Nel corso delle attività di indagine, sono stati sequestrati 150 grammi di cocaina, 10.000 euro in contanti, quattro carte di reddito di cittadinanza (usate a titolo di garanzia), due libri mastro con i crediti della droga annotati, materiale utilizzato per il confezionamento delle dosi di sostanze stupefacenti e bilancini di precisione. Servizi di osservazione e intercettazioni hanno permesso agli inquirenti di ricostruire il circuito di approvvigionamento e spaccio. Nel corso delle indagini, è emerso che un ruolo di particolare importanza sarebbe stato rivestito da una donna di 60 anni: sarebbe stata lei a gestire dentro la propria abitazione un vero e proprio laboratorio e centro di spaccio. Ricevuta la cocaina, la 60enne avrebbe provveduto a lavorarla per trasformala in crack e cedere le singole dosi agli assuntori, a credito o dietro corrispettivo. In alcuni casi, la droga sarebbe stata anche direttamente consumata a casa della donna. Prassi da cui è derivato il nome Crack point dato all’operazione antidroga.

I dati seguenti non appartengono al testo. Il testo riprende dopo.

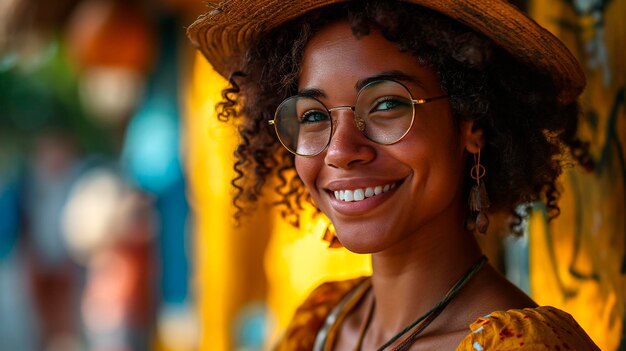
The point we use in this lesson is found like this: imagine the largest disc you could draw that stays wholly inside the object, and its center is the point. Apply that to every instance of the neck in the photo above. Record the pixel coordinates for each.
(409, 280)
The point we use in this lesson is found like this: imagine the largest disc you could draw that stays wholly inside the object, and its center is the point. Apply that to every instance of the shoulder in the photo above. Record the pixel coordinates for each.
(310, 316)
(537, 328)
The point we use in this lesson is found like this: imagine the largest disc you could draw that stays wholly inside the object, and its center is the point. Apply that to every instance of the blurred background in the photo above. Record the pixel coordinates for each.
(116, 228)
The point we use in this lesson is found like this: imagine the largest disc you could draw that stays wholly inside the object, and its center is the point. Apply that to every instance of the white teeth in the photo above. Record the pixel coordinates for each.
(348, 195)
(361, 194)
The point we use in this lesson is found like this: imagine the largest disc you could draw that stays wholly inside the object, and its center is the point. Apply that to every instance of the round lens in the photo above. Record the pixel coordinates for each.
(384, 111)
(303, 125)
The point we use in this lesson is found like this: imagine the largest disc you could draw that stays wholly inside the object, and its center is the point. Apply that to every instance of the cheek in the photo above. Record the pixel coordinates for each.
(307, 170)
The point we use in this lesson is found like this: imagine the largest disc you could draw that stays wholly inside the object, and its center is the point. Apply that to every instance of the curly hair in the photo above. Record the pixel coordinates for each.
(527, 131)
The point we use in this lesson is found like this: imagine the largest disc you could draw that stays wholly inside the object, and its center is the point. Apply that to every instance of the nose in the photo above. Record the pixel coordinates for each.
(348, 146)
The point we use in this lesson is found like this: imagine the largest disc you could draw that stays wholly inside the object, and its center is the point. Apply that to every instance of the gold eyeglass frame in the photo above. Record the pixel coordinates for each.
(357, 121)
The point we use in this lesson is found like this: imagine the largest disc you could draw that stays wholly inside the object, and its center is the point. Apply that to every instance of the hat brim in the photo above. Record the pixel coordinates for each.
(224, 34)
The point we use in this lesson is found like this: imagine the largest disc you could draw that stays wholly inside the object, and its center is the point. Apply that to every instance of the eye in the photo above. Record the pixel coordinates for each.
(389, 103)
(312, 116)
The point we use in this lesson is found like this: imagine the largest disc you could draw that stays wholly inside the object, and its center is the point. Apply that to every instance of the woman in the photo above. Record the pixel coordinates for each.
(396, 115)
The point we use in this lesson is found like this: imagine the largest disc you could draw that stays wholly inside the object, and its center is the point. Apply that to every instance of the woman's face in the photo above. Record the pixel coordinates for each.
(424, 171)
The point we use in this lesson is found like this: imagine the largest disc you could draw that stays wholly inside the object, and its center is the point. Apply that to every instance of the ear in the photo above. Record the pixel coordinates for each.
(472, 136)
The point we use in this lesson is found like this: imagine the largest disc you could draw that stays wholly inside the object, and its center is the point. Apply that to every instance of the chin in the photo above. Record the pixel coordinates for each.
(361, 240)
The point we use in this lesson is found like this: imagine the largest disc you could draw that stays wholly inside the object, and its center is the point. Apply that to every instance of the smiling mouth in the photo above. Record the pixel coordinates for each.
(360, 194)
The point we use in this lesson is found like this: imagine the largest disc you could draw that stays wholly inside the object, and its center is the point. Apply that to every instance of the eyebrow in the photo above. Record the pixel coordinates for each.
(386, 75)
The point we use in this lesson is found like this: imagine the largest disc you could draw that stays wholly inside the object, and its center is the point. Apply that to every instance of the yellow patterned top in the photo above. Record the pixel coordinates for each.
(541, 328)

In tutte queste attività, la donna ritenuta al vertice del gruppo si sarebbe avvalsa dell’aiuto stabile di alcuni collaboratori – gli altri finiti indagati – che avrebbe seguito tutte le indicazioni da lei fornite. Stando a quanto emerso, la sostanza stupefacente sarebbe stata trasportata da Catania ad Augusta e a concordare poi il prezzo sarebbe stata proprio la 60enne. Sempre lei avrebbe fornito ai suoi più stretti collaboratori tutte le direttive su dove andare ad acquistare la droga e su quali itinerari percorrere per evitare i controlli da parte delle forze dell’ordine. Il giro d’affari sarebbe stato in media tra i 200 e i 250 grammi a settimana. Tutto il ricavato sarebbe poi finito nelle casse della donna, mentre i suoi collaboratori sarebbero stati pagati con una dose di droga per i servizi svolti.

Nel corso delle indagini, è inoltre emerso che in alcuni casi la droga sarebbe stata venduta a credito ai clienti. Probabilmente con l’obiettivo di fidelizzarli. I crediti sarebbero poi stati annotati nei libri mastro per essere poi successivamente recuperati. Per i creditori insolventi la donna si sarebbe servita dei collaboratori che avrebbero provato a ottenere i soldi con minacce e atti di violenza. In certi casi, invece, la donna avrebbe trattenuto come pegno le carte del reddito di cittadinanza dei clienti che non avevano saldato il debito. In piena notte, insieme a un collaboratore, la 60enne sarebbe poi andata al postamat più vicino per prelevare con ogni carta il massimo possibile evitando che i clienti insolventi potessero sperperare il denaro che le spettava.